| Dieses Buch gehört zum Schönsten, was man sich als Buch – als dauerhaften Begleiter durch’s Leben – vorstellen kann. Ein Buch über 50 Inseln, „auf denen ich nie war und niemals sein werde“ – ein Buch, das rundum herausragend gearbeitet ist. Die Autorin, Judith Schalansky, führt uns zu 50 Inseln, scheinbar verlorenen Orten der angeblich globalisierten Gesellschaft, und sie erzählt absurde, tiefgründige Geschichten von seltsamen Menschen und von Tieren, die wir ins Reich der Phantasie schieben würden. Sie erzählt von Abenteuern der heutigen Zeit und verweist uns zurück auf uns selbst: mit Reisen zur Bäreninsel im Arktischen Ozean, zur Weihnachtsinsel im Indischen, zur Osterinsel im Pazifischen Ozean, oder zur Deception-Insel im Antarktischen Ozean.

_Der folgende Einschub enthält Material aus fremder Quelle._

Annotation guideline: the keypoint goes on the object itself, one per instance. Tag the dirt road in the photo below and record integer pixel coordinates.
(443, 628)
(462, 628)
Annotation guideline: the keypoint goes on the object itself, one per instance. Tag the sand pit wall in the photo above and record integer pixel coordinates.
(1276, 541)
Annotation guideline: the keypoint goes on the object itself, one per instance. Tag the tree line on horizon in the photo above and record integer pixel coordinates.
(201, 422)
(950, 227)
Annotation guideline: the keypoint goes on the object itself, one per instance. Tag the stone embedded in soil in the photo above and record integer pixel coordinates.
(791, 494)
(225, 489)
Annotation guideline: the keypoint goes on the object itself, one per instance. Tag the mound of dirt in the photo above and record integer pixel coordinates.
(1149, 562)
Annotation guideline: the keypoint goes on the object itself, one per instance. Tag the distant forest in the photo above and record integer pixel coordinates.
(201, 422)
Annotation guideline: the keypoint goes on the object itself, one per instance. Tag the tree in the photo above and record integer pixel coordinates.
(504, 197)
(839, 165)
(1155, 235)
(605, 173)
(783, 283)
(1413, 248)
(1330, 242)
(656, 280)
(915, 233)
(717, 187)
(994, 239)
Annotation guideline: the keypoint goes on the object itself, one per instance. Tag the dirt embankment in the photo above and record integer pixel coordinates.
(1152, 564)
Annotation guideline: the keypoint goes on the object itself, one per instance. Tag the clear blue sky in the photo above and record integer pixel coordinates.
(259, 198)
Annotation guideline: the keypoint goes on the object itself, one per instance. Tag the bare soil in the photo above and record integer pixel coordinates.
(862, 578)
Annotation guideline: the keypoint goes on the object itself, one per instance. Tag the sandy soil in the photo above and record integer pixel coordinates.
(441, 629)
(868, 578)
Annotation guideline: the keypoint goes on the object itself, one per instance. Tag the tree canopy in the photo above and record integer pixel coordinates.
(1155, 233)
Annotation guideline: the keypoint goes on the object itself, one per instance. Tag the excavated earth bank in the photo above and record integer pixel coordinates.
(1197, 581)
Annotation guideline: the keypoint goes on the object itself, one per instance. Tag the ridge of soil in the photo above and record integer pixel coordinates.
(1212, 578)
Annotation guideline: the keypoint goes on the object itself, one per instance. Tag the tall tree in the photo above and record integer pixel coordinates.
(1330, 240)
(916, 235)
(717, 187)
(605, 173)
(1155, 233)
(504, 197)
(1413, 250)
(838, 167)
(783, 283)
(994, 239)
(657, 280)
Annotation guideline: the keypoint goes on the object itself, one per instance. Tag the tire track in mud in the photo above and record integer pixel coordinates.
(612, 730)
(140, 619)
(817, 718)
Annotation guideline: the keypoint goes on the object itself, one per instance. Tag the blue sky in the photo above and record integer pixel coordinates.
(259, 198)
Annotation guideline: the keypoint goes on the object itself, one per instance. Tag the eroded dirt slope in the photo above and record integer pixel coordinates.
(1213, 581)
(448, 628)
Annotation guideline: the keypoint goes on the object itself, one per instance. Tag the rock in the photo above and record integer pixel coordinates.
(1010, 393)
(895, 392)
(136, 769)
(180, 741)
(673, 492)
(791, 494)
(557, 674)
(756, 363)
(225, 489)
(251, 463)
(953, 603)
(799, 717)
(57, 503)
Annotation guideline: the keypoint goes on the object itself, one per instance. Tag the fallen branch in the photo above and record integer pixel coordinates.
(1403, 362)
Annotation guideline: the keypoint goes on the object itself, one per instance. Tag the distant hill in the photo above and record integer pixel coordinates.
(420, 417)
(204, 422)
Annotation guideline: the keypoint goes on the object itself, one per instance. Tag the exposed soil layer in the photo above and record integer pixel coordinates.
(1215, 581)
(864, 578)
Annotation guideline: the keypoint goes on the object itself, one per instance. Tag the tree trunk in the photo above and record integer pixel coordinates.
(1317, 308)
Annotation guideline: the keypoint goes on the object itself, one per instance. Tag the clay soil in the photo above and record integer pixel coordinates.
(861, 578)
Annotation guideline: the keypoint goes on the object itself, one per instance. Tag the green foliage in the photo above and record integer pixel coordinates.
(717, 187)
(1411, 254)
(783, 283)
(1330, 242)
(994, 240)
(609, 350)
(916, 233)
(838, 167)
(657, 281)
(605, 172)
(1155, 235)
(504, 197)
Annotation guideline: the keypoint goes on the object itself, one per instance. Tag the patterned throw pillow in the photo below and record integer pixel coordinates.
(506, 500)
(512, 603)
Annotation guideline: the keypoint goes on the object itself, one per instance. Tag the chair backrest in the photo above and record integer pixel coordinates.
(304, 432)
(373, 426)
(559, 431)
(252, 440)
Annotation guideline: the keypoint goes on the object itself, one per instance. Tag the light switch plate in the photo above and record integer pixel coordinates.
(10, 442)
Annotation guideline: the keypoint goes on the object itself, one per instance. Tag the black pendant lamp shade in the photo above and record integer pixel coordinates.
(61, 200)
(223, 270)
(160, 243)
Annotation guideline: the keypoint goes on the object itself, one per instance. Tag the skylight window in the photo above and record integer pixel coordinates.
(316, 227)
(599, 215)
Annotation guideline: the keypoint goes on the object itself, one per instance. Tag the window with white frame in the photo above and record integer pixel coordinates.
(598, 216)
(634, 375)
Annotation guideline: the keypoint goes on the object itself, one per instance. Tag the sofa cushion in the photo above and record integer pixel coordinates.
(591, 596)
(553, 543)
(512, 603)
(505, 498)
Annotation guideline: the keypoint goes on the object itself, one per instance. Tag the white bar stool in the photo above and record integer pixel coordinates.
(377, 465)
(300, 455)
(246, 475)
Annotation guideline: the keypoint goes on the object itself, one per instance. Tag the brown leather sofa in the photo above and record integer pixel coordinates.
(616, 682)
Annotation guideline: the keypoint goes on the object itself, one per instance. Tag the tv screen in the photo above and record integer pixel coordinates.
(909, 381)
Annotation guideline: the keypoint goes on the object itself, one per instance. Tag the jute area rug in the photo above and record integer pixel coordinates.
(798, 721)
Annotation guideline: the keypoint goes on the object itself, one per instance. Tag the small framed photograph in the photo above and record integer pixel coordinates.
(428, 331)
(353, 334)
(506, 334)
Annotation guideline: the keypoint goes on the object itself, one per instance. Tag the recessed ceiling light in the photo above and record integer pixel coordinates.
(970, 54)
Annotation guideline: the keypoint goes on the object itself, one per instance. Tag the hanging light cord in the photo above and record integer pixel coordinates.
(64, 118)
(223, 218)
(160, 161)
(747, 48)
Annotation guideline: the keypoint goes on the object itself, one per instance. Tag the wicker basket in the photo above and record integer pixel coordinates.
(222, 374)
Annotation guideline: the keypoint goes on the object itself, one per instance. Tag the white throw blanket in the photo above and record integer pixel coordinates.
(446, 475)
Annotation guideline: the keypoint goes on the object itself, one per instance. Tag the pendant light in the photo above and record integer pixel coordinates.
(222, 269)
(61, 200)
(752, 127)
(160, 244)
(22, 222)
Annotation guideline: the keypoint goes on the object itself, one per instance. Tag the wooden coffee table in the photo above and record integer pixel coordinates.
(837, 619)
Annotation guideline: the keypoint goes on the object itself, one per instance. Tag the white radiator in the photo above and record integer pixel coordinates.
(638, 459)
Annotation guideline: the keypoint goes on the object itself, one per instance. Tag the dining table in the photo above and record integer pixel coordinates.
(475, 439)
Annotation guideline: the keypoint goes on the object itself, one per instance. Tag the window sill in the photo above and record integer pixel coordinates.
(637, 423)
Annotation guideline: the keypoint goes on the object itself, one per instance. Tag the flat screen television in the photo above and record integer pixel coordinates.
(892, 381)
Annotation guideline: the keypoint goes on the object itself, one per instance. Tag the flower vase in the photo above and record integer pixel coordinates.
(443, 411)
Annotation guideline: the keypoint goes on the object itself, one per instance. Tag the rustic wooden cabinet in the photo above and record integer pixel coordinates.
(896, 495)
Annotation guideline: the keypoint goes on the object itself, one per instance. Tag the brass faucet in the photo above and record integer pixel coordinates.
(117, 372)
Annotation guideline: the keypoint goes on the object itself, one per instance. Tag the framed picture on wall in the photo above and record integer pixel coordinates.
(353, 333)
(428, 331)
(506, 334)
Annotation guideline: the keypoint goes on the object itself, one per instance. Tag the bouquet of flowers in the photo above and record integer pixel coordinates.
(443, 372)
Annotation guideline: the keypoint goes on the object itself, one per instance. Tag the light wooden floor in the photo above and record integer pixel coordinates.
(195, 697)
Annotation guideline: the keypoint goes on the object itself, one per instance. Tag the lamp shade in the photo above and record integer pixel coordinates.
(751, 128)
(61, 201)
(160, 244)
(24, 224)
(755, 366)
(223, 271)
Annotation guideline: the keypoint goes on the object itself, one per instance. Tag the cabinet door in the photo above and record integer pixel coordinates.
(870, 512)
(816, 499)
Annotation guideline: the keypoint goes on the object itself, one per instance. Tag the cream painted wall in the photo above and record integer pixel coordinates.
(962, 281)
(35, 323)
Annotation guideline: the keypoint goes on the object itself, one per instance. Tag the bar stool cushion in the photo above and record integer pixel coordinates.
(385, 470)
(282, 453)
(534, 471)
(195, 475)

Das Paradies ist eine Insel. Die Hölle auch“ stellt sie ihrem einführenden Essay voran – eine persönliche Einführung in die Sehnsucht nach Ferne, nach Fremde, und nach sich selbst. Am Anfang der Atlas als Reiseersatz, als Mittel der Projektion von Sehnsüchten, von Fernweh. Fingerreisen, Eroberung ferner Welten im Wohnzimmer der Eltern; der reisende Finger als erotische Geste auf dem reliefierten Globus, das Greifbarwerden von Höhen und Tiefen, das Auslaufen der Ränder ohne Oben und Unten. Und dann, eben dort die Inseln: kleine Kontinente, und die Kontinente nichts als große Inseln; Judith Schalansky führt tief hinein, mit ihren Ausführungen, in die eigene Kindheit, in das eigene, erste Entdecken von Welt, weltvergessen am elterlichen Wohnzimmertisch und, fortgesetzt, ganz in sich gekehrt an der Schulbank, auf Reisen in den Weiten der Meere weltweit.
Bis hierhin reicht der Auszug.